The Bay Line Railroad is one of several short line railroad companies owned by Genesee & Wyoming Inc. It operates between Panama City, Florida, and Dothan, Alabama, including a branch from Grimes to Abbeville, Alabama, reached via trackage rights on CSX's Dothan Subdivision between Dothan and Grimes. The line interchanges with the Florida Gulf and Atlantic Railroad (ex-CSX, exx-Louisville & Nashville Railroad) at Cottondale, Florida and Dothan, Alabama, and with the Hilton & Albany Railroad at Hilton, Georgia.

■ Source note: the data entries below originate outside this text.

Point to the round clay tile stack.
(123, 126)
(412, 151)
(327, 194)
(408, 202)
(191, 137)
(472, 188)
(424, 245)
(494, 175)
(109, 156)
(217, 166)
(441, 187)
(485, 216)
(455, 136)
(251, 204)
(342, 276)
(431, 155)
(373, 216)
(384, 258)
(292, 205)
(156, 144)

A wide variety of commodities is carried, including aggregates, brick, cement, chemicals, coal, food and feed products, forest products, metallic ores and minerals, steel, and scrap.

==History==

The company's main line between Panama City and Dothan was constructed in 1906–1908 by the Atlanta and St. Andrews Bay Railroad (ASAB). The Abbeville branch was constructed in 1887–1893 by the Alabama Midland Railway and came under the control of the Atlantic Coast Line Railroad in 1902. CSX Transportation, eventual successor to the ACL, sold the line to the Abbeville–Grimes Railway Company (AG) in 1989. This company was merged with the Bay Line Railroad on June 26, 1996.

The Stone Container Corporation had owned the ASAB since 1987. Effective January 1, 1994, it sold the assets of the railroad to Rail Management Corporation, which created the new Bay Line Railroad company to operate it. Genesee & Wyoming acquired all the assets of Rail Management on June 1, 2005, including the Bay Line Railroad.

In 2016, the Bay Line Railroad entered into an agreement with the Panama City Port Authority to operate a transload facility at the port’s Intermodal Distribution Center approximately 15 miles from Port Panama City. Choice Terminals provide customers with delivery, storage, inventory management and transloading of bulk products. The Bay Line Choice Terminal features a 20-car rail yard and owns equipment to support bulk transfers.

In 2017, the Bay Line Railroad was featured in the Panama City Living Magazine.

As of 2023, Genesee & Wyoming’s Bay Line Railroad has a total of 182 miles (44 in Alabama, and 138 in Florida (includes Chattahoochee Bay Railroad)), and has a maximum capacity of 286,000 lbs.